Zuletzt aktualisiert am 18. April 2023 um 13:12
Noch läuft die Fußball-WM, und Russland zelebriert sein Sommermärchen. Vor einem Jahr haben wir uns in unser familiäres Sankt Petersburger Sommermärchen gestürzt. Das war zunächst aufregender, als ich heute nachvollziehen kann, denn Russland erschien uns als das Fremde; das, was jenseits einer magischen mentalen Grenze liegt. Bis wir in Sankt Petersburg ankamen. Die Stadt zu erkunden, war einfach. Und die Vibrations waren gut. So gut, dass ich nach all den Monaten nochmal darauf zurückkommen muss.
Wo geht es hier ins wilde Russland?
Dritter August. Zweimal sind wir in Russland aufgewacht und bislang nicht über die Gegend um den Newskij Prospekt hinausgekommen. Unser Hotel liegt ganz in der Nähe des Petersburger Hauptboulevards, und für Einsteiger ist die Straße ideal. Fantastische Gebäude, romantische Kanäle, Blickachsen auf diverse goldene Kuppeln und andere Sehenswürdigkeiten. Cafés, Restaurants und nur wenige Schritte bis zur Eremitage und zur Newa. Über die Petersburg-Entdeckungen, die uns am glücklichsten gemacht haben, ist auf diesem Blog bereits ein Artikel erschienen.

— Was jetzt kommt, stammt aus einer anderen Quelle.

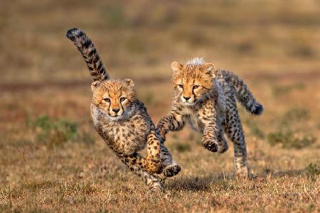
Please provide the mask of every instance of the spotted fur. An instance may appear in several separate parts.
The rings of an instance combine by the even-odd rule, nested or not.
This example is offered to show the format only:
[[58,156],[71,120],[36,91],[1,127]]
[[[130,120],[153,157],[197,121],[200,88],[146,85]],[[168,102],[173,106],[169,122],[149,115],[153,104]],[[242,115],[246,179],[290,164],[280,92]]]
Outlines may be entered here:
[[[110,80],[87,36],[76,28],[67,37],[73,41],[95,80],[91,84],[91,117],[95,127],[116,155],[151,190],[161,190],[158,174],[171,177],[180,166],[172,160],[144,104],[136,97],[132,80]],[[147,156],[139,152],[146,147]]]
[[254,114],[261,114],[262,105],[253,97],[238,76],[215,70],[212,63],[193,58],[184,65],[171,64],[174,92],[170,113],[157,127],[161,138],[169,131],[181,130],[186,122],[203,133],[202,145],[213,152],[228,149],[224,133],[233,142],[235,175],[250,176],[247,149],[236,100]]

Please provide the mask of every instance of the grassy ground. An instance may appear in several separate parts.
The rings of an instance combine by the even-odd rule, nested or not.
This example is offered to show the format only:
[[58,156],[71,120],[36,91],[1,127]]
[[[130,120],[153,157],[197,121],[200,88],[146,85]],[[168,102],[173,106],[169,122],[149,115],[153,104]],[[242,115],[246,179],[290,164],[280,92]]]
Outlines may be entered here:
[[[24,0],[1,7],[0,211],[320,211],[319,4]],[[65,38],[74,26],[90,35],[112,77],[135,80],[155,122],[169,110],[172,60],[204,56],[245,79],[265,107],[259,117],[240,109],[257,178],[234,180],[232,144],[210,153],[186,128],[166,142],[181,173],[164,193],[148,192],[92,128],[90,78]]]

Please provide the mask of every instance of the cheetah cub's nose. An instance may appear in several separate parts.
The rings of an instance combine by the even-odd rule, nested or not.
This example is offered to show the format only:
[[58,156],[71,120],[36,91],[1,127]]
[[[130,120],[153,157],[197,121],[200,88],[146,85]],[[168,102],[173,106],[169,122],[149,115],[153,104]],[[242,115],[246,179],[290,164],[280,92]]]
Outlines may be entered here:
[[190,97],[184,97],[183,96],[183,99],[185,99],[186,101],[188,101],[188,99],[190,99]]
[[120,111],[119,109],[112,109],[112,111],[114,111],[115,113],[117,113],[119,111]]

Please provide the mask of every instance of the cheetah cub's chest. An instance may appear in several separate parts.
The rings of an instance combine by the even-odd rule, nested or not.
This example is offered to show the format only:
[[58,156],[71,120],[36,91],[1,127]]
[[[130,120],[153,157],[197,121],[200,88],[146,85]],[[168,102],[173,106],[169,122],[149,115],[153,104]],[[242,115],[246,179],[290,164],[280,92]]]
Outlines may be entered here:
[[203,132],[204,124],[199,118],[201,110],[195,109],[193,107],[185,107],[183,112],[186,115],[186,121],[194,130],[201,133]]
[[97,122],[95,119],[93,121],[97,132],[114,152],[130,155],[146,146],[150,125],[143,116],[137,114],[129,120],[110,121],[103,113],[99,113],[95,118]]

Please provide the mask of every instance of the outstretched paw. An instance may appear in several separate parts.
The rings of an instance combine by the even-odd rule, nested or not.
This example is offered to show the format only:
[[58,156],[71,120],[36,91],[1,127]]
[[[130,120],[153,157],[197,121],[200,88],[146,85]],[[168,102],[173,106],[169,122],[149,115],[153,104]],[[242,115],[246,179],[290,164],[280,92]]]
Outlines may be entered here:
[[159,160],[148,160],[148,165],[146,170],[150,174],[154,174],[156,173],[159,173],[162,169],[162,163]]
[[181,168],[178,164],[171,164],[164,169],[164,175],[166,177],[176,175],[181,170]]
[[213,153],[216,153],[218,149],[218,146],[217,143],[213,141],[205,141],[202,143],[204,148],[208,149],[208,151],[212,151]]

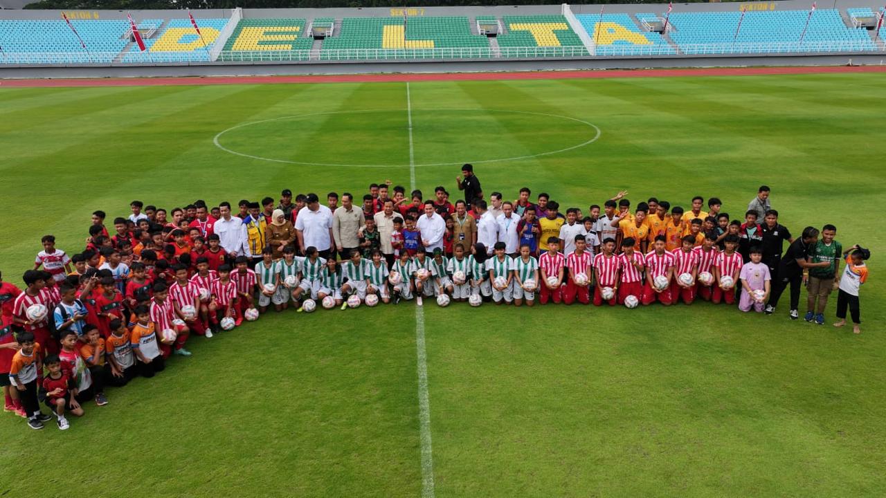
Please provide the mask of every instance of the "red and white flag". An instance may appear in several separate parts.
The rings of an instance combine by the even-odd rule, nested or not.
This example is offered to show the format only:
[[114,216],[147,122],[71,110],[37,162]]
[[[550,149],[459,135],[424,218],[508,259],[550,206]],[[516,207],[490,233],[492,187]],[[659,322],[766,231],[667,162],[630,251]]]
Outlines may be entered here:
[[67,19],[67,16],[65,14],[65,12],[61,13],[61,17],[65,18],[65,22],[67,23],[67,27],[71,28],[71,31],[74,32],[74,35],[76,36],[77,40],[80,41],[80,45],[83,47],[83,49],[85,50],[86,43],[83,43],[83,39],[80,37],[80,34],[77,33],[77,30],[74,28],[74,25],[71,24],[71,19]]
[[136,26],[136,22],[132,20],[132,16],[127,12],[126,17],[129,19],[129,27],[132,29],[132,36],[136,39],[136,43],[138,44],[138,50],[144,51],[144,40],[142,40],[142,34],[138,32],[138,27]]

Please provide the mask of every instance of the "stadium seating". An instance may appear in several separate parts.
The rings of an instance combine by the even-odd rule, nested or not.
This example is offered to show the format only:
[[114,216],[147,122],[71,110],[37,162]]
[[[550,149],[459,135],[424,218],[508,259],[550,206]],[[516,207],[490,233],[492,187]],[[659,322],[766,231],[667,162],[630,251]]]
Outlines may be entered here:
[[819,9],[811,19],[809,11],[748,12],[735,37],[741,16],[737,12],[672,12],[669,35],[687,54],[874,50],[867,32],[847,27],[839,11]]
[[497,40],[499,46],[503,49],[503,56],[587,55],[587,51],[583,48],[584,43],[563,16],[504,16],[501,19],[507,32],[499,34]]
[[[655,14],[638,14],[658,20]],[[676,51],[658,33],[644,32],[627,14],[576,16],[596,43],[596,55],[665,55]]]
[[241,60],[244,57],[250,60],[307,59],[307,51],[310,50],[314,38],[305,33],[305,27],[303,19],[241,19],[228,38],[219,60]]

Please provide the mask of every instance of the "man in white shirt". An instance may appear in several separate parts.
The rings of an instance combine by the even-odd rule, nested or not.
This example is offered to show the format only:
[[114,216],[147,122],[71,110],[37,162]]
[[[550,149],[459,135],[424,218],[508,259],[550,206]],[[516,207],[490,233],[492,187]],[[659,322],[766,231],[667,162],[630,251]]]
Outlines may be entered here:
[[501,215],[495,218],[495,222],[498,224],[498,241],[504,242],[504,252],[511,258],[517,257],[520,250],[520,234],[517,231],[520,217],[514,213],[514,205],[503,202]]
[[424,215],[419,216],[416,226],[422,234],[422,245],[429,255],[433,254],[434,249],[443,249],[446,221],[437,214],[432,200],[424,201]]
[[498,242],[498,222],[486,210],[486,201],[480,199],[474,203],[474,213],[480,215],[477,221],[477,242],[486,248],[486,253],[494,253],[493,246]]
[[332,246],[332,212],[320,205],[317,194],[307,194],[305,204],[295,220],[299,247],[302,253],[308,247],[316,247],[320,257],[328,259]]
[[243,224],[243,220],[230,215],[229,202],[220,204],[219,212],[222,217],[213,225],[213,231],[219,236],[219,245],[228,253],[229,261],[233,261],[237,256],[251,258],[246,225]]

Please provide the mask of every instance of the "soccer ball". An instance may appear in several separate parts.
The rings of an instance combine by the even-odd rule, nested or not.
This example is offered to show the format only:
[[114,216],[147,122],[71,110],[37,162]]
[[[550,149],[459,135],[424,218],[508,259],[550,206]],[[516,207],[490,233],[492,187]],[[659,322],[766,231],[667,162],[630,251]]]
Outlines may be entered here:
[[187,332],[188,324],[184,323],[184,320],[179,320],[178,318],[172,321],[173,327],[175,327],[176,332]]
[[627,307],[634,308],[637,307],[638,304],[640,304],[640,300],[638,300],[637,296],[634,296],[633,294],[625,298],[625,306]]
[[508,279],[503,276],[496,276],[495,280],[493,280],[493,284],[496,289],[501,289],[508,284]]
[[182,315],[184,315],[185,318],[197,318],[197,308],[190,306],[190,304],[187,306],[183,306]]
[[32,304],[27,307],[25,311],[25,315],[27,315],[27,319],[31,322],[43,322],[46,320],[46,315],[49,315],[49,310],[46,307],[42,304]]
[[458,270],[455,273],[452,274],[452,281],[456,285],[462,285],[464,284],[465,282],[468,281],[468,276],[464,275],[463,271]]
[[734,284],[735,281],[734,281],[728,275],[720,277],[720,285],[722,285],[724,289],[732,289]]
[[714,283],[714,276],[710,271],[703,271],[698,274],[698,280],[705,285],[711,285]]
[[178,334],[172,329],[163,329],[163,331],[160,332],[160,341],[163,344],[172,344],[175,342],[177,337]]
[[246,319],[247,322],[255,322],[259,319],[259,310],[254,307],[250,307],[246,311],[243,312],[243,317]]
[[305,313],[310,313],[317,308],[317,302],[314,300],[305,300],[305,302],[301,303],[301,308]]

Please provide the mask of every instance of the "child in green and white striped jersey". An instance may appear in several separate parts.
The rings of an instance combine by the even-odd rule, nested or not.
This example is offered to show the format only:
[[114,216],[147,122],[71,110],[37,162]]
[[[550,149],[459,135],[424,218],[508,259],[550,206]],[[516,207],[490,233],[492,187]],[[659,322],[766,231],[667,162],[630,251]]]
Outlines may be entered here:
[[438,247],[434,249],[434,257],[431,260],[434,270],[437,272],[437,292],[436,295],[452,294],[452,279],[449,278],[449,261],[443,255],[443,250]]
[[[446,267],[447,273],[453,277],[452,299],[456,301],[466,301],[468,296],[470,295],[470,281],[469,280],[470,275],[469,261],[470,259],[464,256],[464,245],[461,242],[455,244],[453,253],[455,255],[449,258],[449,262]],[[458,272],[464,275],[464,284],[455,284],[455,274]]]
[[[416,273],[416,265],[412,262],[412,257],[406,251],[400,251],[399,259],[393,262],[391,271],[400,274],[400,283],[395,284],[392,288],[393,303],[400,302],[400,299],[411,300],[414,286],[412,278]],[[388,277],[390,278],[390,276]]]
[[374,249],[369,254],[372,262],[369,264],[369,286],[366,291],[377,294],[382,302],[391,302],[391,294],[387,288],[387,263],[382,260],[381,251]]
[[[520,245],[520,255],[514,258],[514,305],[520,306],[526,300],[526,306],[535,304],[535,289],[539,283],[539,261],[532,255],[528,244]],[[527,280],[535,283],[535,286],[527,289],[525,284]]]
[[360,255],[360,251],[351,251],[351,260],[341,265],[345,273],[345,284],[341,286],[341,295],[356,293],[360,300],[366,299],[366,289],[369,284],[369,267],[372,263]]

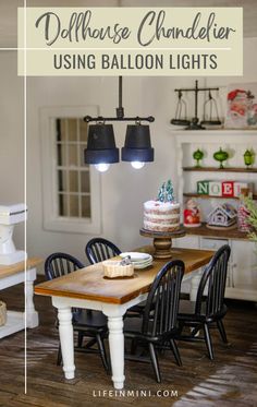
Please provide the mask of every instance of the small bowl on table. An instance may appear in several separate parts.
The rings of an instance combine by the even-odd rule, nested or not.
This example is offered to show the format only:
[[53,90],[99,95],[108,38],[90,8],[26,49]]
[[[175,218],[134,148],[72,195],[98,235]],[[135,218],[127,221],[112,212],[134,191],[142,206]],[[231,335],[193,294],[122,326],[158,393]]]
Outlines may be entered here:
[[105,278],[133,278],[133,264],[121,264],[119,260],[106,260],[102,262]]

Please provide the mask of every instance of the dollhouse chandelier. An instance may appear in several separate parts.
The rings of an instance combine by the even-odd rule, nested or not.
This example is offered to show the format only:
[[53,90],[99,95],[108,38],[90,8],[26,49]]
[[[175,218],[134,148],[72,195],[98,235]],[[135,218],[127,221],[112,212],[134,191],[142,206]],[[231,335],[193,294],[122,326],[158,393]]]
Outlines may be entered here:
[[99,116],[91,118],[86,116],[84,121],[88,125],[87,148],[84,152],[85,163],[93,164],[100,171],[108,170],[111,164],[119,163],[120,152],[115,145],[114,131],[112,124],[106,124],[107,121],[131,121],[134,124],[127,124],[125,143],[121,151],[122,161],[131,163],[132,167],[139,169],[145,163],[154,161],[154,148],[150,142],[150,129],[142,121],[154,122],[152,116],[125,117],[122,106],[122,76],[119,76],[119,107],[117,116],[105,118]]

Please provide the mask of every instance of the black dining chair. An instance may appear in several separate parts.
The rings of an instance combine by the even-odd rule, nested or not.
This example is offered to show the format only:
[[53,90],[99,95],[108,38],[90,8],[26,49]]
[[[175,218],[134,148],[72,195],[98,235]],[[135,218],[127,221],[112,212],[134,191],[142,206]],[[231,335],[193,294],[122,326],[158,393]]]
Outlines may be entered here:
[[[76,258],[66,253],[52,253],[45,262],[45,275],[47,279],[53,279],[73,273],[79,268],[84,268],[84,264]],[[109,363],[105,348],[103,339],[107,336],[107,318],[100,311],[72,309],[73,330],[77,332],[77,351],[99,352],[103,368],[109,372]],[[57,322],[58,324],[58,322]],[[84,336],[91,338],[83,346]],[[93,349],[91,346],[97,344],[98,349]],[[59,344],[57,364],[62,361],[61,346]]]
[[[124,323],[124,335],[132,342],[148,345],[150,362],[158,383],[161,382],[157,348],[169,344],[176,363],[182,364],[180,352],[174,340],[178,334],[178,311],[181,282],[184,275],[184,263],[174,260],[167,263],[157,274],[144,308],[143,318],[130,318]],[[127,357],[140,361],[142,358]],[[146,361],[144,359],[144,361]]]
[[90,264],[95,264],[119,255],[121,250],[107,239],[94,238],[87,242],[85,252]]
[[[205,340],[211,360],[213,349],[209,328],[217,327],[223,343],[228,343],[222,320],[228,311],[224,304],[224,291],[230,252],[228,244],[216,252],[203,273],[196,301],[180,302],[178,320],[181,332],[178,339]],[[184,326],[192,328],[189,335],[182,335]],[[200,330],[204,330],[204,337],[197,336]]]

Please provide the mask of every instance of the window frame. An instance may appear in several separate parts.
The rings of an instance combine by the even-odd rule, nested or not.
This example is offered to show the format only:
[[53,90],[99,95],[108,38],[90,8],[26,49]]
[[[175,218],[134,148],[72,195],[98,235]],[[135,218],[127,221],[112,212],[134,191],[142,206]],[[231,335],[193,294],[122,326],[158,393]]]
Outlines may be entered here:
[[40,109],[41,173],[42,173],[42,226],[46,230],[74,234],[101,232],[101,185],[100,175],[89,169],[90,218],[59,216],[58,207],[58,161],[56,120],[98,116],[97,106],[58,106]]

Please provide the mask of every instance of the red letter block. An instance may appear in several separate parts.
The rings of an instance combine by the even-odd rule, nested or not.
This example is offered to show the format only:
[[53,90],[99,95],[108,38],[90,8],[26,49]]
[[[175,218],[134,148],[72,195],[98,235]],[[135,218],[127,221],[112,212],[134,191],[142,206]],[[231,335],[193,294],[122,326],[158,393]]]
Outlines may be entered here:
[[234,196],[234,181],[222,182],[222,196]]

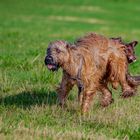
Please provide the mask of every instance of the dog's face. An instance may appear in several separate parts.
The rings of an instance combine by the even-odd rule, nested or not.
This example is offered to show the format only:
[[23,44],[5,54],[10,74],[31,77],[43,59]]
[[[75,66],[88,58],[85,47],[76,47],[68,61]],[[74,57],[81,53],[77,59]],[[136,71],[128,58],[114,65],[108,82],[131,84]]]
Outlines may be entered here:
[[126,45],[125,51],[126,51],[128,63],[132,63],[136,61],[135,46],[137,45],[137,43],[138,43],[137,41],[133,41],[128,44],[125,44]]
[[65,41],[51,42],[47,49],[45,64],[49,70],[56,71],[66,61],[68,56],[68,43]]

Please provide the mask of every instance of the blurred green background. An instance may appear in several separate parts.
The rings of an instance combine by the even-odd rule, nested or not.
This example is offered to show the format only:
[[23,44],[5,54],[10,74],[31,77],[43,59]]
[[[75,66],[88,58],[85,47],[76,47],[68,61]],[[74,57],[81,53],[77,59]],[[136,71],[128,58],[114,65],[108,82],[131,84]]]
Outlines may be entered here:
[[[102,108],[99,95],[87,118],[79,115],[77,89],[57,106],[62,71],[44,65],[50,41],[73,42],[87,32],[140,41],[139,0],[0,0],[0,139],[140,139],[140,96]],[[129,66],[140,74],[137,62]],[[97,99],[97,100],[96,100]]]

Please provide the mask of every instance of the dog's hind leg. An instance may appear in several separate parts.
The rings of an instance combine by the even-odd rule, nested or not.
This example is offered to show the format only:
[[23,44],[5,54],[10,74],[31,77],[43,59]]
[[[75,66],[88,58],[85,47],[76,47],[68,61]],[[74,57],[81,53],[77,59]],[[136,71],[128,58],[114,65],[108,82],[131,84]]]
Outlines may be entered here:
[[100,91],[102,92],[101,105],[103,107],[108,106],[114,101],[112,98],[112,92],[109,90],[106,83],[100,85]]
[[74,84],[75,80],[71,79],[66,73],[64,73],[60,87],[57,89],[60,106],[64,106],[69,91]]

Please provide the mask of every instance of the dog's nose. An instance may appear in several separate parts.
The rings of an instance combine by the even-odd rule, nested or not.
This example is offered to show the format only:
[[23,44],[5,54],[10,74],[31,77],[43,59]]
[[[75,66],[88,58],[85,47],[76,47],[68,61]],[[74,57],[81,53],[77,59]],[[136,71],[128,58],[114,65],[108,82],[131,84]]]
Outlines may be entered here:
[[53,62],[53,58],[51,56],[46,56],[45,58],[45,64],[51,64]]

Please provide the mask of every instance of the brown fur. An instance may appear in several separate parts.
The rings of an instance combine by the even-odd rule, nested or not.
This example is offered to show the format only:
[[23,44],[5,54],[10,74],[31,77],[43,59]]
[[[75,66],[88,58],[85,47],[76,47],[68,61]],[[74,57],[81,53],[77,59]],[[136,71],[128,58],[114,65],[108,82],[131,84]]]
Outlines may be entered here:
[[[80,38],[72,47],[68,44],[56,44],[52,42],[49,45],[50,51],[45,63],[49,69],[53,67],[50,66],[54,65],[53,62],[63,69],[63,78],[58,89],[61,105],[64,105],[74,84],[83,87],[79,97],[82,112],[89,110],[97,90],[104,91],[102,99],[104,105],[112,102],[112,95],[106,84],[108,82],[119,82],[124,96],[134,94],[133,88],[126,80],[128,62],[123,44],[95,33]],[[53,60],[50,63],[51,57]]]

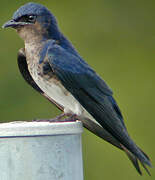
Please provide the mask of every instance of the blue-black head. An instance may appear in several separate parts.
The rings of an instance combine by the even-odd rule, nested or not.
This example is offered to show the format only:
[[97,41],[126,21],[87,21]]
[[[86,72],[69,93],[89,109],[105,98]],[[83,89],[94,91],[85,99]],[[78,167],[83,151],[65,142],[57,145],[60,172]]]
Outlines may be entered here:
[[60,32],[54,15],[43,5],[27,3],[21,6],[3,28],[12,27],[24,39],[31,36],[59,39]]

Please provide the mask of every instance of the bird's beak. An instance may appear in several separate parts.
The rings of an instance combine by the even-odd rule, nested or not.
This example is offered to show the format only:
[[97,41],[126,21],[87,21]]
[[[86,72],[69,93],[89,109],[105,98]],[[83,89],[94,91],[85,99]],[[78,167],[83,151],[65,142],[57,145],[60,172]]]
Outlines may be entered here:
[[16,28],[16,27],[19,27],[19,26],[27,25],[27,24],[30,24],[30,23],[17,22],[15,20],[11,19],[11,20],[7,21],[5,24],[3,24],[2,28],[8,28],[8,27]]

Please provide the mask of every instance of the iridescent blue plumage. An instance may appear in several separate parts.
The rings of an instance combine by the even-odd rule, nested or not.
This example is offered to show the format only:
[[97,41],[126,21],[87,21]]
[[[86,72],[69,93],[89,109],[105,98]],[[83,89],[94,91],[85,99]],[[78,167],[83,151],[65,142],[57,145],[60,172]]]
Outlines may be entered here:
[[[24,26],[20,18],[30,15],[36,16],[35,23],[25,22]],[[4,25],[17,26],[20,34],[29,31],[26,36],[22,34],[25,62],[22,61],[23,66],[20,63],[20,71],[25,80],[42,94],[51,96],[51,99],[55,97],[50,91],[54,92],[54,88],[60,91],[63,97],[57,97],[58,102],[54,99],[56,105],[63,107],[64,111],[66,105],[67,110],[76,114],[87,129],[124,150],[140,174],[138,160],[145,169],[145,164],[151,166],[148,156],[128,135],[111,89],[60,32],[54,15],[40,4],[28,3],[20,7],[14,13],[13,20]],[[20,54],[18,58],[21,62]],[[29,61],[28,68],[26,61]],[[67,102],[64,102],[66,99]],[[72,105],[77,108],[75,111]]]

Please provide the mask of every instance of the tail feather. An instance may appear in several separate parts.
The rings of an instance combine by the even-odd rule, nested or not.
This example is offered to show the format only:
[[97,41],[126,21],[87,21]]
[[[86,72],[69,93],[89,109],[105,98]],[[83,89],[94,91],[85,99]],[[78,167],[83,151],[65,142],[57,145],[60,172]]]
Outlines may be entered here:
[[[128,158],[131,160],[132,164],[134,165],[134,167],[136,168],[137,172],[142,175],[139,163],[138,163],[138,158],[131,153],[128,149],[126,149],[122,144],[121,144],[122,149],[124,150],[124,152],[127,154]],[[139,150],[146,156],[146,158],[150,161],[149,157],[139,148]],[[139,160],[140,161],[140,160]],[[149,170],[147,169],[147,167],[145,166],[145,164],[140,161],[141,165],[143,166],[143,168],[146,170],[146,172],[148,173],[149,176],[151,176]]]

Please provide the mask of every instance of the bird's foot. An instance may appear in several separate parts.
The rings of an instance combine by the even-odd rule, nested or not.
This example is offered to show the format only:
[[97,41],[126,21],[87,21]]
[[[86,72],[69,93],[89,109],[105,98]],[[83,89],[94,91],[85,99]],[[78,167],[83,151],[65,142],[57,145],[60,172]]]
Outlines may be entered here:
[[[68,116],[67,118],[64,118],[65,116]],[[63,119],[64,118],[64,119]],[[68,114],[68,113],[62,113],[55,117],[54,119],[35,119],[34,122],[72,122],[78,120],[77,115],[75,114]]]

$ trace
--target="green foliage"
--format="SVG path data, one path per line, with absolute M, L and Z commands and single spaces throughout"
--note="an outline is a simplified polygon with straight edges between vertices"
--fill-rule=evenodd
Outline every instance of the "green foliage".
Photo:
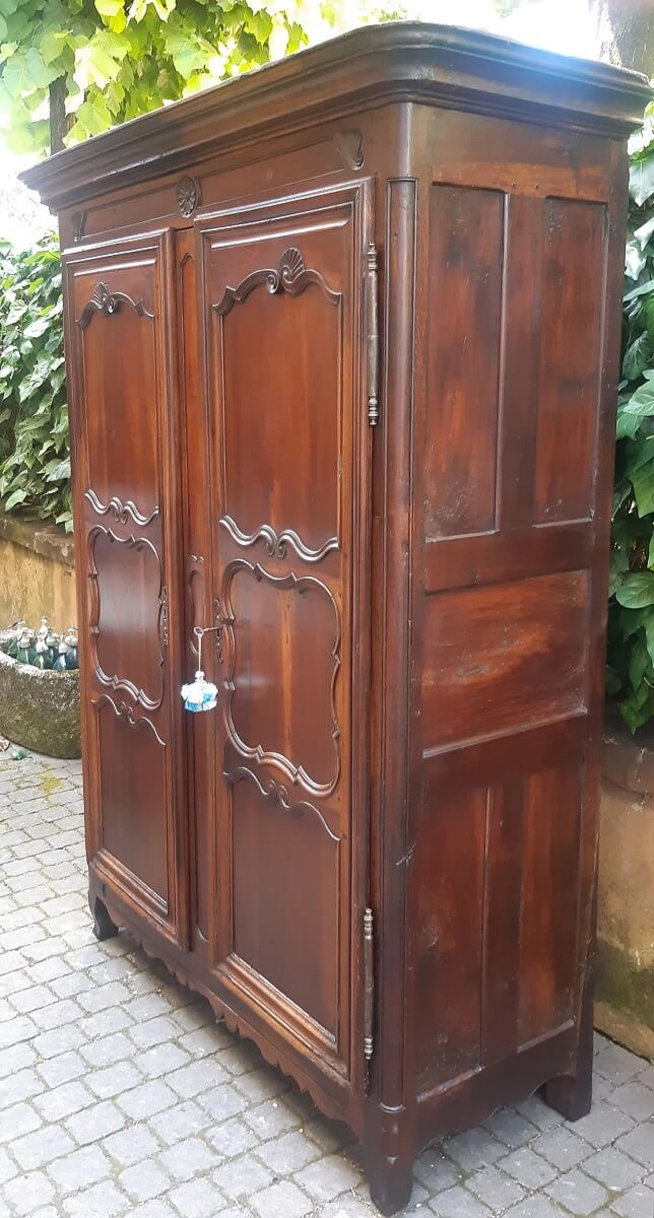
M 654 105 L 630 152 L 607 689 L 635 732 L 654 716 Z
M 62 313 L 56 238 L 27 251 L 0 241 L 0 503 L 30 508 L 69 532 Z
M 56 80 L 74 143 L 297 50 L 320 23 L 319 0 L 0 0 L 4 139 L 49 147 Z

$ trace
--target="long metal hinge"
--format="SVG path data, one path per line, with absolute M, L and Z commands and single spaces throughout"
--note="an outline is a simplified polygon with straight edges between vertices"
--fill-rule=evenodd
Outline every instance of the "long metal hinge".
M 365 323 L 368 371 L 368 423 L 379 423 L 379 307 L 378 252 L 370 242 L 365 253 Z
M 369 1062 L 374 1049 L 375 1017 L 375 952 L 373 910 L 363 912 L 363 1054 Z

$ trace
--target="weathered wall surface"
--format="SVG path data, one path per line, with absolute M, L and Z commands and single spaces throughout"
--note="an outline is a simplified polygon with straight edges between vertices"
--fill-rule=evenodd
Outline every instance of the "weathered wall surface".
M 23 618 L 55 630 L 77 622 L 73 540 L 43 521 L 0 513 L 0 628 Z

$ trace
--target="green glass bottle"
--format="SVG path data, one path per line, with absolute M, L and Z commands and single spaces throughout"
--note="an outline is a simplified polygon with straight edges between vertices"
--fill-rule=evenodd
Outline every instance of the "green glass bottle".
M 34 655 L 33 664 L 34 664 L 35 669 L 51 669 L 52 667 L 52 660 L 50 659 L 50 650 L 47 648 L 47 643 L 45 642 L 45 638 L 38 638 L 37 639 L 37 646 L 34 648 L 34 652 L 35 652 L 35 655 Z
M 35 655 L 37 649 L 34 647 L 34 635 L 30 630 L 23 630 L 21 638 L 18 639 L 16 659 L 18 660 L 18 664 L 33 664 Z
M 7 655 L 11 655 L 12 660 L 16 660 L 18 658 L 18 643 L 21 641 L 24 628 L 26 628 L 24 621 L 17 621 L 12 627 L 12 635 L 7 647 Z
M 55 672 L 65 672 L 66 671 L 66 655 L 67 655 L 67 652 L 68 652 L 68 644 L 67 644 L 66 639 L 62 638 L 61 643 L 58 644 L 57 658 L 56 658 L 56 660 L 55 660 L 55 663 L 52 665 Z
M 68 648 L 68 650 L 66 652 L 66 667 L 77 669 L 79 666 L 78 647 L 77 647 L 77 626 L 68 626 L 68 633 L 66 635 L 66 646 Z
M 47 650 L 50 652 L 50 659 L 54 664 L 58 655 L 60 636 L 55 635 L 54 630 L 49 630 L 45 638 L 45 644 L 47 647 Z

So schön und ergiebig die Tage am Newskij Prospekt sind: Für uns wird es Zeit, unseren Radius zu erweitern. Es ist alles so komfortabel im historischen Zentrum Sankt Petersburgs – beginnt das wilde und gefährliche Russland, sobald wir den touristischen Adern der Stadt den Rücken gekehrt und unseren Fuß in ganz normale Wohngegenden gesetzt haben?
Piazza, Place, Ploschad
Wir nehmen die Metro, was wir uns schwierig vorstellten und was so einfach wie günstig ist. Die Rolltreppen nach unten sind beeindruckend lang. Der Boden unter Sankt Petersburg ist moorig, deshalb musste die Metro weit, weit unter Straßenniveau gebaut werden. Die Stationen – zumindest einige von ihnen – sind fast so prächtig, wie man es von Bildern aus Moskau kennt. Die Russinnen sehen trotzdem nicht alle aus wie Supermodels. Nicht in der Innenstadt und erst recht nicht dort, wo wir jetzt hinfahren: zur Station Moskowskaja. Die liegt an einer sowjetischen Riesenstraße namens Moskowskaja Prospekt, an welche wiederum der Moskowskaja Ploschad angrenzt. Ploschad heißt Platz. Auf diesem Platz steht Lenin. Neben ihm: eine Anlage von Springbrunnen. Dahinter: das Haus der Sowjets, erbaut zwischen 1936 und 1941. Sozialistische Architektur, klassizistische Anklänge, imposant. Eines der wichtigsten architektonischen Machwerke aus der Sowjetzeit, die man heute in Sankt Petersburg finden kann.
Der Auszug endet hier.